Prayer at the End: Twenty-Three Stories is the third of a series of three collections. It was preceded by Reasoning and For His Warriors.
A cigarette quenched in the Menai Strait makes a man vow to live a selfish life. The memory of an unborn twin makes a man regret the selfish life he has lived. An elderly shopkeeper befriends the teenagers outside his shop, and a lonely householder sets out to confront the trespassers on his land.
'Where is the Welsh short story going? Wherever Rob Mimpriss takes it.' John O'Donoghue, Laureate, MIND Book of the Year.
'In the most seemingly unremarkable of Rob Mimpriss's pieces there is a skill, and a mystery and elusiveness to that skill, which other short-story writers might envy. This is a masterful collection.' Gee Williams.
'An immaculate collection.' Nigel Jarrett.
'heaving with loss, regret and familial bonds.' Annexe Magazine.
'"Hamilton Park" is a quietly written, contemplative short story, whose powerhouse is in the depth of its moral reflection.' Siân Preece, Filter Judge, Rhys Davies Competition 2011.

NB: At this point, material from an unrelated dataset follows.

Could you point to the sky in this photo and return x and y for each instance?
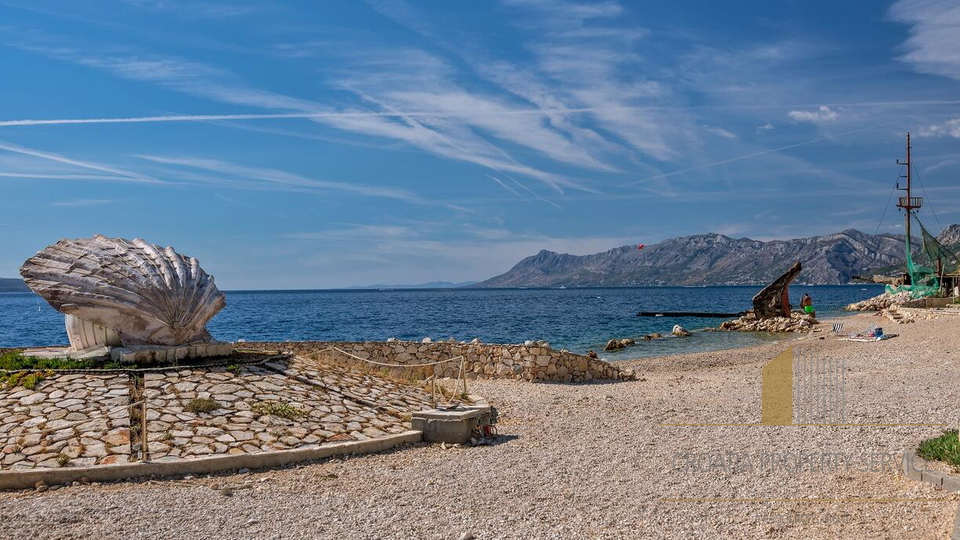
(329, 144)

'if readers want stories that will provoke a great deal of musing on family dynamics, Mimpriss' collections can be counted upon. The writer tugs at run-of-the-mill scenes and gleans details that morph from ordinary to expressive before the readers' eyes. Bleak as they may be, these are honest fragments of the human condition and Mimpriss' pensive eloquence is to be credited.' Sophie Baggott, New Welsh Review
About the Author: Rob Mimpriss is the author of three short-story collections, Reasoning, For His Warriors and Prayer at the End, and the translator of Going South: The Stories of Richard Hughes Williams. His recent short fiction has been translated into Arabic by Hala Salah Eldin for an anthology of fiction published by Albawtaka, Cairo, and has been short-listed for the Rhys Davies Prize. He has published criticism and reviews of Raymond Carver, Richard Ford, Robert Olmstead and others for New Writing, New Welsh Review and elsewhere. In 2011 he was elected to Membership of the Welsh Academy, in recognition of his contributions to Welsh writing. He lives at http: //www.robmimpriss.com and in Bangor.